Dressing care and footwear matter
A clean, protected wound is the foundation of recovery. Wash your hands before touching the dressing. Use the supplies and technique recommended by your treating team, and do not trim nearby nail or pull at crusted material. Picking can cause bleeding and delay closure.
Once you have been advised that it is appropriate, keep the toe clean during bathing and dry it carefully afterwards. Change damp or soiled dressings promptly. Socks should be clean and not restrictive. When returning to enclosed shoes, choose a pair with enough depth and width that the upper does not press directly on the sore side of the nail.
Avoid trying to create extra room by cutting a hole in the shoe, as rough edges can catch on the dressing or expose the toe. A broad, supportive shoe is generally a better short-term solution. You may need to adjust activity and footwear for longer if your work involves protective boots or if the toe remains swollen.
Pain, activity and returning to exercise
Pain should generally ease rather than intensify after the first few days. Elevation, appropriate pain relief and protecting the toe from pressure are often enough for routine post-operative discomfort. Do not assume that severe pain is simply something to tolerate, particularly if it appears after a period of improvement.
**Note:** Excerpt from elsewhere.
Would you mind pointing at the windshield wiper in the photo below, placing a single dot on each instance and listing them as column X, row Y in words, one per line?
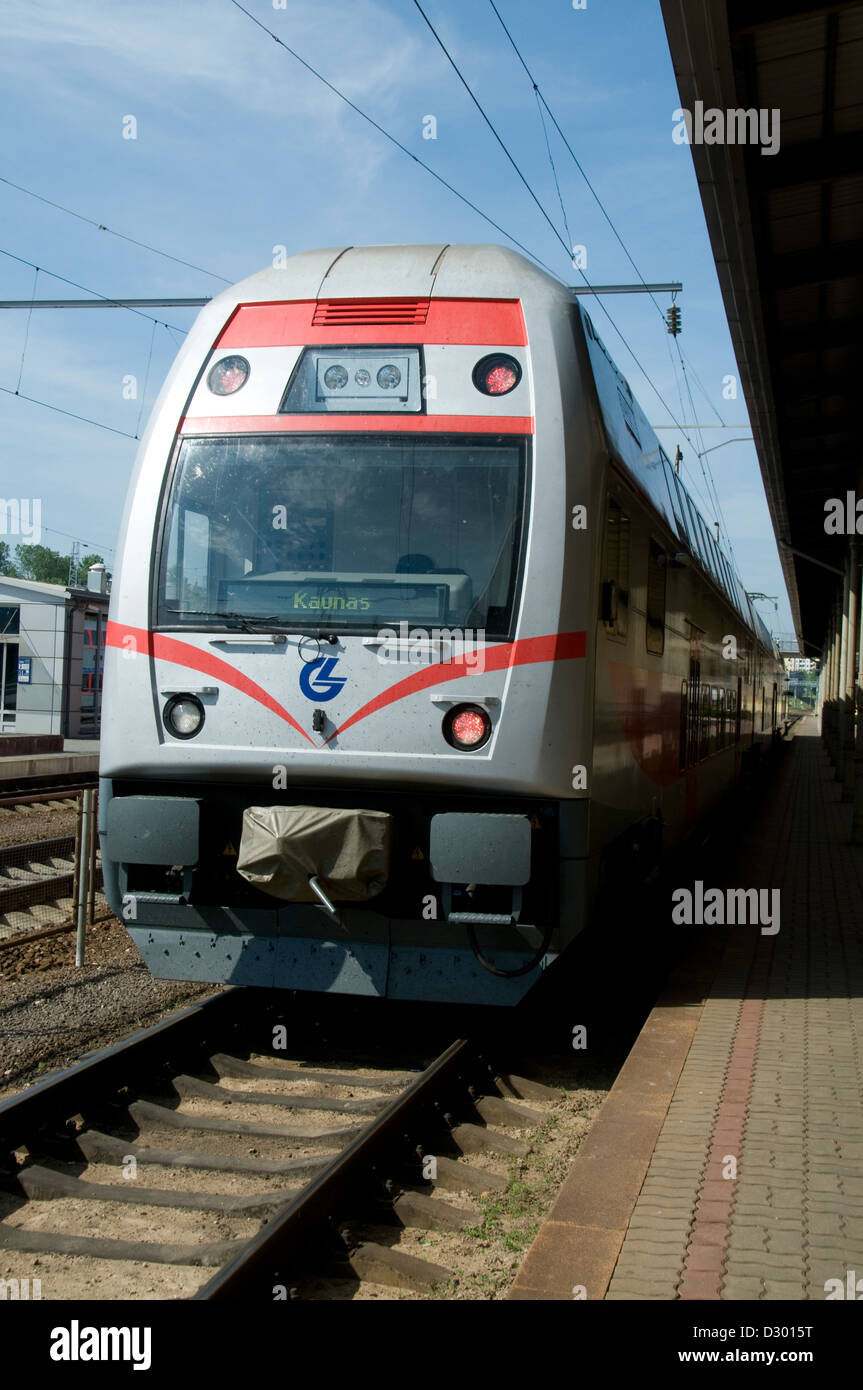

Low-impact exercise can usually resume gradually once the wound is comfortable, drainage has reduced and your surgeon is satisfied with healing. Swimming should wait until the wound is adequately healed and you have been cleared to return, as pool water, sand and communal changing areas can expose an open wound to contamination. Running and court sports may need a more cautious return because repetitive toe pressure can be significant.
There is a balance to strike. Too much rest can make daily life difficult, but pushing through pain in tight footwear can prolong recovery. Let wound comfort, drainage and professional advice guide the pace.
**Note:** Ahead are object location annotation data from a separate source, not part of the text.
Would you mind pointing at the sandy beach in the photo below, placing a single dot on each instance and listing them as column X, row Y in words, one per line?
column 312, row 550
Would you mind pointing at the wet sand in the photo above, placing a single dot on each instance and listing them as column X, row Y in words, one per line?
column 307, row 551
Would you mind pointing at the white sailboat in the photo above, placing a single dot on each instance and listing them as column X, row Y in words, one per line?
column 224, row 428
When to seek prompt review
Contact your surgeon or treating clinic if you are concerned about healing. Prompt assessment is particularly worthwhile if you notice:
- increasing pain, swelling or redness spreading beyond the treated nail area
- thick, cloudy or foul-smelling discharge
- fever, feeling unwell or red streaking from the toe
- persistent bleeding that does not settle with elevation and gentle pressure
- a dressing that has become stuck, wet, contaminated or difficult to remove safely.
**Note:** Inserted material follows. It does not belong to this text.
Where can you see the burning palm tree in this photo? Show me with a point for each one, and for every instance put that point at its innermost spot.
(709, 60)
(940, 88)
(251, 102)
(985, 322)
Patients with diabetes, reduced circulation, neuropathy or a history of slow-healing wounds should not wait for symptoms to become severe. These factors do not necessarily prevent surgery, but they can change the post-operative plan and the level of monitoring required.
Preventing future nail problems
If a nail edge has been permanently treated, that portion should not regrow. However, other parts of the nail and other toes can still develop problems. Cut toenails straight across rather than rounding deeply into the corners, and avoid cutting them excessively short. Shoes that repeatedly compress the toes can also contribute to irritation, especially where the nail shape is naturally curved.
Recurrent symptoms are not always caused by poor nail cutting. Nail shape, toe shape, trauma, sweating, fungal nail changes and footwear pressures can all play a part. A surgical assessment considers these factors and helps determine whether ongoing conservative care or a definitive nail procedure is the more appropriate path.
A well-managed recovery is not about getting back into a tight shoe as quickly as possible. It is about giving the toe the conditions it needs to heal properly, then returning to normal activity with confidence and a treatment result built to last.